Direct Selling Costs:
Direct selling costs represent the fees paid to the company's network service provider, license fees and commissions for field agents and promoters and are based on percentage of handle (turnover). For the year ended December 31, 2018 direct selling costs were $24.1 million compared to $14.7 million for the year ended December 31, 2017, an increase of 64.5%. The increase was primarily due to the significant increase in handle.
Interest Expense:
Net interest expense was $2.6 million for the year ended December 31, 2018, including $2.0 million of Non-cash interest associated with debentures issued in 2018. The increase from $482,000 in 2017 was the result of interest expense incurred on debentures issued in 2018.
Net Income (Loss):
As a result of all of the above, for the year ended December 31, 2018, net loss was $3.0 million, or ($0.04) per diluted share based on a weighted average of 75,887,946 shares outstanding. In comparison, for the year ended December 31, 2017 the company reported net income of $1.4 million, or $0.02 per diluted share based on a fully-diluted weighted average shares outstanding of 75,344,948. Net loss for the period included $1.1 million in costs related to the repayment of convertible notes, and $1 million in investments related to the U.S. launch and product readiness efforts. In addition, the 2018 net loss included $300,000 in reimbursement for the CEO's relocation to the United States to support the U.S. launch, $308,000 in costs directly related to product readiness and the expansion of offices to support future growth, and $500,000 in compensation catch-up related to executive salary forgone in prior years.

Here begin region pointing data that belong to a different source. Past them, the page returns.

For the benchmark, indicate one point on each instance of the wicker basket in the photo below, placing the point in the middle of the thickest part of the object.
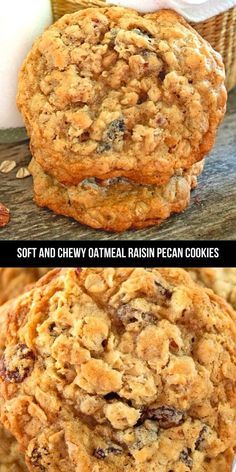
(220, 31)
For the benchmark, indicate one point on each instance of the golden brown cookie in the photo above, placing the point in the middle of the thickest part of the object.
(106, 92)
(107, 370)
(222, 281)
(116, 204)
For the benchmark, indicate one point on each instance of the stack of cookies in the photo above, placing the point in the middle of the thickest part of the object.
(121, 109)
(113, 370)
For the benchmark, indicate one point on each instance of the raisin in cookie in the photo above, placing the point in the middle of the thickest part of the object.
(222, 281)
(107, 92)
(116, 204)
(13, 282)
(107, 370)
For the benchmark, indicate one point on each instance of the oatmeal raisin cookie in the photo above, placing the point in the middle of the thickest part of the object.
(116, 204)
(107, 92)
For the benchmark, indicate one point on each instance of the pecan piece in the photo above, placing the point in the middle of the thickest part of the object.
(4, 215)
(37, 456)
(201, 438)
(166, 416)
(127, 314)
(185, 457)
(113, 136)
(165, 292)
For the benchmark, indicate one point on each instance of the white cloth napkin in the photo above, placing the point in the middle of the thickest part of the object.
(192, 10)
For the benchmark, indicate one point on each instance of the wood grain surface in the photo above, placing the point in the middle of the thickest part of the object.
(211, 215)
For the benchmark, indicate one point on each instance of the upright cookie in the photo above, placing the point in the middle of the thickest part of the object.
(108, 370)
(116, 204)
(106, 92)
(222, 281)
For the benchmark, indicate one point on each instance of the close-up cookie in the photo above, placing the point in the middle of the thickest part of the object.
(107, 370)
(116, 204)
(11, 459)
(107, 92)
(222, 281)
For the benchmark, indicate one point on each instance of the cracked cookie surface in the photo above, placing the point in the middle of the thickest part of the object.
(121, 369)
(106, 92)
(221, 281)
(117, 204)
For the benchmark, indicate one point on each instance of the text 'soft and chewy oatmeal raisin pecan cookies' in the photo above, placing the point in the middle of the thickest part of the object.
(108, 370)
(106, 92)
(116, 204)
(222, 281)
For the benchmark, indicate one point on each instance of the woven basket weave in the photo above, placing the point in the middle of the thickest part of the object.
(220, 31)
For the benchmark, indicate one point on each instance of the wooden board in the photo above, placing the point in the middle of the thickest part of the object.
(211, 215)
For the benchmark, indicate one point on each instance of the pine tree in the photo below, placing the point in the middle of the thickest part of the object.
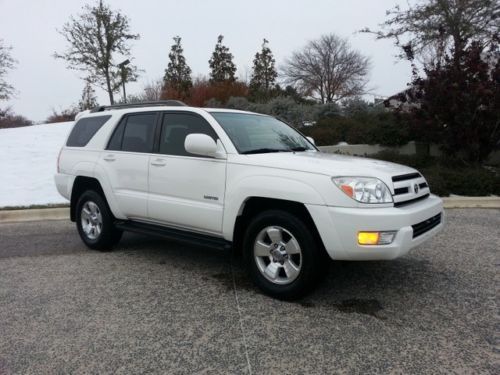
(177, 77)
(89, 99)
(221, 64)
(264, 72)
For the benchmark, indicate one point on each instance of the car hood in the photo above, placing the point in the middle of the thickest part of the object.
(328, 164)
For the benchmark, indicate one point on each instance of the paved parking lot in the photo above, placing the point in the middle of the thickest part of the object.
(154, 306)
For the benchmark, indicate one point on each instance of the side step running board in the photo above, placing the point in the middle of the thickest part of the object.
(174, 234)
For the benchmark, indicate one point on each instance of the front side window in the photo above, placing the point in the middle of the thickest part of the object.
(84, 130)
(135, 133)
(176, 127)
(253, 133)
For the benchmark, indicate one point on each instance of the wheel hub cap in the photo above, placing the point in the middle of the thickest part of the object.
(91, 220)
(278, 255)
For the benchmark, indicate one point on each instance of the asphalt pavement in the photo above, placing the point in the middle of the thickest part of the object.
(153, 306)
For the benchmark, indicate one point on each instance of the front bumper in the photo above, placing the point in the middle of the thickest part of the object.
(339, 226)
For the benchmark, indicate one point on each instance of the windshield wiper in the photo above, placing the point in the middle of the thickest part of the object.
(263, 151)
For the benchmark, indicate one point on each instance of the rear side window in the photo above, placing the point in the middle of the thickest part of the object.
(134, 134)
(84, 130)
(176, 127)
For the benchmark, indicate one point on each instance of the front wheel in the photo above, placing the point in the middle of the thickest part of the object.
(283, 257)
(94, 222)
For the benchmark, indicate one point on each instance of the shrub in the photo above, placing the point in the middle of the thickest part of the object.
(9, 119)
(449, 176)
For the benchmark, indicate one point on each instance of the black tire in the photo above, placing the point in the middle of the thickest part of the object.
(109, 235)
(312, 259)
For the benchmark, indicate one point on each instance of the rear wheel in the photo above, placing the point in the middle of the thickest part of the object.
(282, 255)
(94, 222)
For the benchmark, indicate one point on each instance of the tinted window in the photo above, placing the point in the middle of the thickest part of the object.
(115, 143)
(176, 127)
(258, 133)
(84, 130)
(138, 135)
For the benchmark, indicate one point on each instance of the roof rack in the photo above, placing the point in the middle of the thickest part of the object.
(169, 103)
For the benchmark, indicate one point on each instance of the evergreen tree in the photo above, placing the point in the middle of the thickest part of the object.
(221, 64)
(178, 74)
(88, 100)
(264, 72)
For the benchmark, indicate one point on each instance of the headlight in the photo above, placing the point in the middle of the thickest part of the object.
(364, 189)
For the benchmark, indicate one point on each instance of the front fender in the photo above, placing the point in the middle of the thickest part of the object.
(102, 177)
(264, 186)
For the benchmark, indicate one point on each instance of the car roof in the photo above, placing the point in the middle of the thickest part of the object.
(126, 110)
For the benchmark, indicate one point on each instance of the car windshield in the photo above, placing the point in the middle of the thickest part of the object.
(256, 134)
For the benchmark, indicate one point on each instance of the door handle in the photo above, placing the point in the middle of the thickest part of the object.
(158, 163)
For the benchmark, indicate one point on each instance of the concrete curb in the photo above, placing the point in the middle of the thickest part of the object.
(62, 213)
(35, 214)
(471, 202)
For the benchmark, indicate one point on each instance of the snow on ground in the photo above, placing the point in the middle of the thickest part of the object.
(28, 162)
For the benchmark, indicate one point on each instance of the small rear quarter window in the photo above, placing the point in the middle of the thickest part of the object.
(84, 130)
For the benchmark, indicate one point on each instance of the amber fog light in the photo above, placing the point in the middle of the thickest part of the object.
(376, 238)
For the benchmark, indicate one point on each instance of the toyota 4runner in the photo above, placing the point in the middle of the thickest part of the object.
(222, 177)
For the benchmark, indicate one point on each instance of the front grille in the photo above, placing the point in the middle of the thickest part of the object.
(410, 201)
(404, 177)
(399, 191)
(426, 225)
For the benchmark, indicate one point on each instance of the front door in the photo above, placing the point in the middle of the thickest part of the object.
(186, 190)
(126, 162)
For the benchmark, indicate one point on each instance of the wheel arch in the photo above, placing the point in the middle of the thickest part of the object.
(255, 204)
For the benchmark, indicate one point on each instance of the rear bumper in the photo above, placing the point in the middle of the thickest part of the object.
(339, 226)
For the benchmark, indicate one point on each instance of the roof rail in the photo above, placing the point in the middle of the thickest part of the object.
(169, 103)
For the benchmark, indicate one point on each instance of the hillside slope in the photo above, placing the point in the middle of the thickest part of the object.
(28, 158)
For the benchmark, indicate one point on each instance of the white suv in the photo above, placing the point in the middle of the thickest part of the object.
(222, 177)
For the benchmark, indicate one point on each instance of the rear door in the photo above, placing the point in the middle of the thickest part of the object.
(126, 162)
(186, 190)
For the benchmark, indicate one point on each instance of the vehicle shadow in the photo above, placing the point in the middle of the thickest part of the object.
(358, 287)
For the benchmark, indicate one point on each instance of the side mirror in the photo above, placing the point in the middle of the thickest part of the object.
(202, 144)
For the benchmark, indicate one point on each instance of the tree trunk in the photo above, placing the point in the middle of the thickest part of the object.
(110, 91)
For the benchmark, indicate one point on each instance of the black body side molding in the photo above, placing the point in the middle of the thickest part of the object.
(174, 234)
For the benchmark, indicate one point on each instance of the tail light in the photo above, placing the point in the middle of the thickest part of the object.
(58, 160)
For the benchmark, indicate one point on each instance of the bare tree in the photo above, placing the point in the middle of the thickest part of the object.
(153, 90)
(328, 69)
(95, 37)
(431, 29)
(6, 63)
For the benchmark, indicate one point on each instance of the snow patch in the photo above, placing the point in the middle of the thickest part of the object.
(28, 162)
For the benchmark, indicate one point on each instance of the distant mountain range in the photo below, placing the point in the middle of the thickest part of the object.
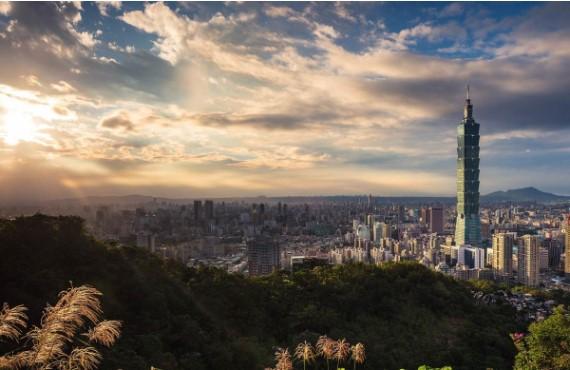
(529, 194)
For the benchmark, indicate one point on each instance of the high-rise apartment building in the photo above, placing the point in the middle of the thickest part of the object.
(468, 224)
(198, 210)
(263, 255)
(436, 219)
(424, 216)
(503, 254)
(529, 261)
(209, 209)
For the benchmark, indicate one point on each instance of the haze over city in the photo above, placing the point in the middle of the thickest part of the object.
(245, 99)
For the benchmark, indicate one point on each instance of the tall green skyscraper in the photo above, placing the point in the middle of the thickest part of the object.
(468, 224)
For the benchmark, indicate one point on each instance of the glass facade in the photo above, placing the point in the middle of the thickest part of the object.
(468, 224)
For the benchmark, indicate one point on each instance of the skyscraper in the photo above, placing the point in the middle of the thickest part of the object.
(468, 224)
(529, 261)
(209, 209)
(263, 254)
(567, 250)
(503, 254)
(198, 210)
(436, 219)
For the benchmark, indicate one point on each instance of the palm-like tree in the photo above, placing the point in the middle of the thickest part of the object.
(283, 358)
(358, 354)
(341, 351)
(305, 352)
(325, 348)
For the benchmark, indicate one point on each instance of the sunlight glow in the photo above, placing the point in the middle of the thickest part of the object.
(18, 127)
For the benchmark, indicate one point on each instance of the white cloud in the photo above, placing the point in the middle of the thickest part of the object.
(105, 6)
(5, 7)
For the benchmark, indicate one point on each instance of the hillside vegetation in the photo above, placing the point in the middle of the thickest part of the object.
(179, 318)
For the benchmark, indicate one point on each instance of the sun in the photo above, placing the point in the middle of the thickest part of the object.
(18, 127)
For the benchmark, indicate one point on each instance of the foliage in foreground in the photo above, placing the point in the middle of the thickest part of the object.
(324, 351)
(57, 343)
(178, 318)
(547, 346)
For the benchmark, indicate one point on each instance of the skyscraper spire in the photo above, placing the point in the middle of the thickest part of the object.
(468, 111)
(468, 224)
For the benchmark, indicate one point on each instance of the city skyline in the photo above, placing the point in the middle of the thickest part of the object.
(213, 100)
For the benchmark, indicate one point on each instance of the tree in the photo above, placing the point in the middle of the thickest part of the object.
(547, 346)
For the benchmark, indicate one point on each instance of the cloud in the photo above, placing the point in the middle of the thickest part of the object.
(63, 87)
(452, 10)
(248, 94)
(5, 7)
(119, 120)
(105, 6)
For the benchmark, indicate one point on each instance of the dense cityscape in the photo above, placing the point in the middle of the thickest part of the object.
(515, 243)
(284, 185)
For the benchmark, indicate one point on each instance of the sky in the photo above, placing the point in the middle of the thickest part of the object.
(253, 98)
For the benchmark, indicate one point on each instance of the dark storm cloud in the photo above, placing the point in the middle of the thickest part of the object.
(34, 20)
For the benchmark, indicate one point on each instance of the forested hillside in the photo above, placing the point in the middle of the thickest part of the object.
(179, 318)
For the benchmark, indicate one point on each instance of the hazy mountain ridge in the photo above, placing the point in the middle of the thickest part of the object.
(527, 194)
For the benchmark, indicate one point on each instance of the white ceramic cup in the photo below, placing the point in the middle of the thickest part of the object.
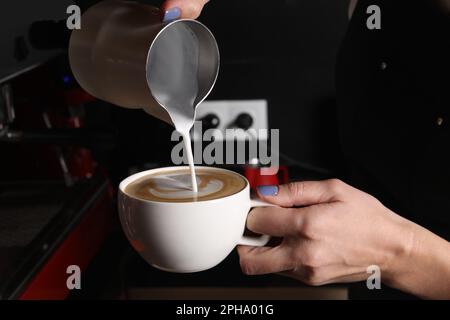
(186, 236)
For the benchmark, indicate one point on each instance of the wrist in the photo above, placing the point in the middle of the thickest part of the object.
(400, 252)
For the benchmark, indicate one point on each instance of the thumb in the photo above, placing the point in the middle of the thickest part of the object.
(302, 193)
(190, 9)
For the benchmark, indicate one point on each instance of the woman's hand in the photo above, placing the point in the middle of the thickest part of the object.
(332, 232)
(175, 9)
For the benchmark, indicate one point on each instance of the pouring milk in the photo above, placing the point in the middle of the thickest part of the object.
(174, 77)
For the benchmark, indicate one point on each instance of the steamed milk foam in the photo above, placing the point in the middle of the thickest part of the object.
(171, 185)
(174, 71)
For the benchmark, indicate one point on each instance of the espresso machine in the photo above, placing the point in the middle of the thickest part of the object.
(63, 152)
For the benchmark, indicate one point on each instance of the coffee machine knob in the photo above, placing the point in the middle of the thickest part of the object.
(210, 121)
(243, 121)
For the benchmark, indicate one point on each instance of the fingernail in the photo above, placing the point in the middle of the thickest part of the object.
(268, 190)
(172, 14)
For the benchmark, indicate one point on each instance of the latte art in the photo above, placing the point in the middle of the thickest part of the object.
(176, 186)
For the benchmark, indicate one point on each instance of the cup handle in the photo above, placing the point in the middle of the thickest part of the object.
(262, 240)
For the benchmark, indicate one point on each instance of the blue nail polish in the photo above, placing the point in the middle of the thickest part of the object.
(268, 190)
(172, 14)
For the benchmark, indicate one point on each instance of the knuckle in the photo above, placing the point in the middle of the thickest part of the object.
(311, 276)
(336, 185)
(247, 266)
(312, 257)
(308, 226)
(295, 188)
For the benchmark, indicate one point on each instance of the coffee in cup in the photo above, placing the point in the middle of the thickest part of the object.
(175, 230)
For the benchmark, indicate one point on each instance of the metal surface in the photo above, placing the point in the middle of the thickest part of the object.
(36, 220)
(109, 55)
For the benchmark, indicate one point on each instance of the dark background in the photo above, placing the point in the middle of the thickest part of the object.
(283, 51)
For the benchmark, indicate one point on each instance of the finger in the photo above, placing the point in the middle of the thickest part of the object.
(275, 221)
(188, 9)
(303, 193)
(327, 275)
(263, 260)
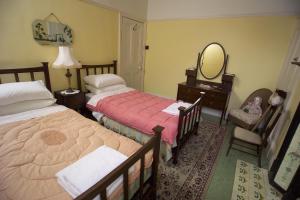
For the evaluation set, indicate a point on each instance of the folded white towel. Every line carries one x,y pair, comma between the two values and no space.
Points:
173,108
87,171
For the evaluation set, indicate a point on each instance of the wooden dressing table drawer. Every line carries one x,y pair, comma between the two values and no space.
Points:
215,98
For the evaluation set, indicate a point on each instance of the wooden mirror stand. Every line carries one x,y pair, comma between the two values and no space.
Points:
217,94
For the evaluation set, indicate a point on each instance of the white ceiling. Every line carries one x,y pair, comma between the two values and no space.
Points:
189,9
132,8
193,9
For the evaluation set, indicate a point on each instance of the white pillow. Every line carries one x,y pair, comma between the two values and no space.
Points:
103,80
105,89
22,91
25,106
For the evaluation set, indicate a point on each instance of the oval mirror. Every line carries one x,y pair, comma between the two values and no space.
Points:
212,60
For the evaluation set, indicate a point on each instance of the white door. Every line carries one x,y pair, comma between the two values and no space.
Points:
132,53
288,81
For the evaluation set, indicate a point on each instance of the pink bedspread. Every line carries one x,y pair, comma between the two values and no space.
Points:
140,111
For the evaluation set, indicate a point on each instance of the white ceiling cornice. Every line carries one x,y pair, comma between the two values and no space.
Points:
195,9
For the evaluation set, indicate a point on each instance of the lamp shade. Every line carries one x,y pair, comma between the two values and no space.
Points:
65,59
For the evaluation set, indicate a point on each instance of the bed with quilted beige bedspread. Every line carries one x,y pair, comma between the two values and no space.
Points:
33,151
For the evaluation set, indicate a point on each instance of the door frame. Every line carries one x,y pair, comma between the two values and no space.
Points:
121,16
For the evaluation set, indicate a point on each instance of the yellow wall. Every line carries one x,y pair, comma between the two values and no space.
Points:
95,33
257,47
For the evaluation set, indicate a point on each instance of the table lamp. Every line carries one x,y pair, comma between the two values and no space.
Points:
66,60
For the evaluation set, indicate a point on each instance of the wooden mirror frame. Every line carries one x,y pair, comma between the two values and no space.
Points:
199,66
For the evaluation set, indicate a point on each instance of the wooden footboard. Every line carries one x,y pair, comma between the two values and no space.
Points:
146,188
189,119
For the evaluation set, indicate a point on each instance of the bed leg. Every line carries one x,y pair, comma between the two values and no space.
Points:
158,130
175,155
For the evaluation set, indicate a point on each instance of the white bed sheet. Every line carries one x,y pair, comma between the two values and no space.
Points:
93,99
97,97
31,114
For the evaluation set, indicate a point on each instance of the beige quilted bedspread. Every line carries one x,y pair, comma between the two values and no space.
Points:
33,151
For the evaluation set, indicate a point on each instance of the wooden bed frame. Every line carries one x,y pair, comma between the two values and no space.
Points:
188,118
146,187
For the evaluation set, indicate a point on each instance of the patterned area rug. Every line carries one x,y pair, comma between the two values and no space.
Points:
251,183
189,178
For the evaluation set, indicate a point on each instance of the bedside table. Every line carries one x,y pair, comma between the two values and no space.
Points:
73,101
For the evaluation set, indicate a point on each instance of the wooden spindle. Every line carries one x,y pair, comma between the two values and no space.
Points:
103,195
17,77
142,177
125,185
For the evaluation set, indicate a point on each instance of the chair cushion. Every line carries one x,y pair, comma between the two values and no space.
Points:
247,136
245,117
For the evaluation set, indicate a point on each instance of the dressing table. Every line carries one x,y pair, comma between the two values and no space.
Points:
211,63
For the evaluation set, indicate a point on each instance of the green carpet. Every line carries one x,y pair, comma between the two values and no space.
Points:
222,180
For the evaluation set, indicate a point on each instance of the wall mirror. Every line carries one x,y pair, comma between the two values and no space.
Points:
212,60
52,33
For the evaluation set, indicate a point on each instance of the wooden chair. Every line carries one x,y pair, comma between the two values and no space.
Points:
258,140
265,94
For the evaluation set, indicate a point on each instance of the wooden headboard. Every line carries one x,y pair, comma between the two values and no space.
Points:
31,70
104,68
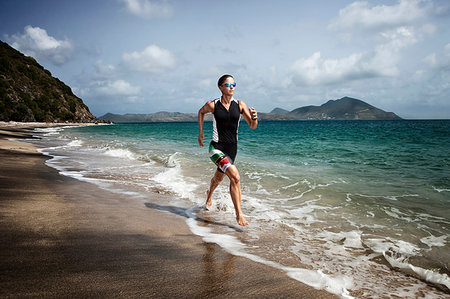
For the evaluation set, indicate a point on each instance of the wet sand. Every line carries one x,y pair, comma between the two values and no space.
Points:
61,237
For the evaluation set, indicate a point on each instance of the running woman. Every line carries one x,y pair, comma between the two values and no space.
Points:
227,113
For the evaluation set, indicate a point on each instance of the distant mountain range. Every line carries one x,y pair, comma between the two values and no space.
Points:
28,92
341,109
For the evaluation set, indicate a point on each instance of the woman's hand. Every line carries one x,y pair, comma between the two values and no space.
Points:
201,136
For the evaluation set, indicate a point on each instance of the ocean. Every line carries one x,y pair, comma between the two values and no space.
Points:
358,208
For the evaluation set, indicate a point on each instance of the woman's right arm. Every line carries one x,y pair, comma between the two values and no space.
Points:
207,108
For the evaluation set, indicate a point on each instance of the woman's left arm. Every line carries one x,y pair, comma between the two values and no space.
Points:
250,115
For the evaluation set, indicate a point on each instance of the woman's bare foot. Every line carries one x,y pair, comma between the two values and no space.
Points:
241,220
208,199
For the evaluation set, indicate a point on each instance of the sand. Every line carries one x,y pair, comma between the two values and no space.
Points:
61,237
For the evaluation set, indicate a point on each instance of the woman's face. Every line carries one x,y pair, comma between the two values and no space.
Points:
228,91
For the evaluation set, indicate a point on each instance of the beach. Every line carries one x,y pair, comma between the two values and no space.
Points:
61,237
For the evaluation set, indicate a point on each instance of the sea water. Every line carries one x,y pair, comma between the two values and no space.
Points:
358,208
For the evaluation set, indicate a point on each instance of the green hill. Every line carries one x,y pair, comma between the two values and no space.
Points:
28,92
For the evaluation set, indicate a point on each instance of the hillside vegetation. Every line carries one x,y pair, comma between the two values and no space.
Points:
28,92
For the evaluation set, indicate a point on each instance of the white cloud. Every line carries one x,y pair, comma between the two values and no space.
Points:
152,59
117,88
315,70
37,43
104,71
360,15
381,62
149,9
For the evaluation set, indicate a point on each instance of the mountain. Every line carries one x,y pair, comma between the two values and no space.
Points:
279,111
342,109
152,117
28,92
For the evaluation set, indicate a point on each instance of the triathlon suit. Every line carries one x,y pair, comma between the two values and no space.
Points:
223,147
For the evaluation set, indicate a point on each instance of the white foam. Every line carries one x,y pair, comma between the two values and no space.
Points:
120,153
434,241
440,190
75,143
316,278
428,275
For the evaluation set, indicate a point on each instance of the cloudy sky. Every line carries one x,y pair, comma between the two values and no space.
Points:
145,56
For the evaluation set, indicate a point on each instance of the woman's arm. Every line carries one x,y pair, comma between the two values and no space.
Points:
250,115
207,108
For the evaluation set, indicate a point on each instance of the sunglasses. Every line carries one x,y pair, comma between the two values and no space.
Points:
229,84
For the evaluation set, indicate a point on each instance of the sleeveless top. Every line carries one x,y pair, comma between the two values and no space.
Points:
226,122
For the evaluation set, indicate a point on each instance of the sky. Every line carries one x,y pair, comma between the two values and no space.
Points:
146,56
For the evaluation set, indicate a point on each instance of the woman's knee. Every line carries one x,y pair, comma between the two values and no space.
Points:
234,176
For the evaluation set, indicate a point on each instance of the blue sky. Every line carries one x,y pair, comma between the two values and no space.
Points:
145,56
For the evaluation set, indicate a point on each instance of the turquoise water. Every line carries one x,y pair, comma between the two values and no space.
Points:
336,204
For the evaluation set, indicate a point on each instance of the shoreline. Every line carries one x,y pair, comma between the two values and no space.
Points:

Other Comprehensive Income / (Loss):
For the year ended December 31, 2018 the Company recorded an expense of approximately $831,000 for foreign currency translation adjustment, compared to income of approximately $166,000 for foreign currency translation adjustment for the year ended December 31, 2017.
Adjusted EBITDA:
Excluding the $3.1 million in charges described above, adjusted EBITDA for the year ended December 31, 2018 was $3.6 million compared to $2.6 million for the full year 2017. A reconciliation from Comprehensive Income (Loss), as shown in the company's Consolidated Statements of Operations and Comprehensive Income (Loss), to Adjusted EBITDA is included in the tables of this press release.
Balance Sheet Summary
The Company had $6.3 million in unrestricted cash and cash equivalents as of December 31, 2018 compared to $6.5 million as of December 31, 2017. The Company also increased its Restricted Cash by approximately $1 million from $588,000 to $1.6 million.
Total debt outstanding was $5.4 million as of December 31, 2018 compared to $2.2 million as of December 31, 2017.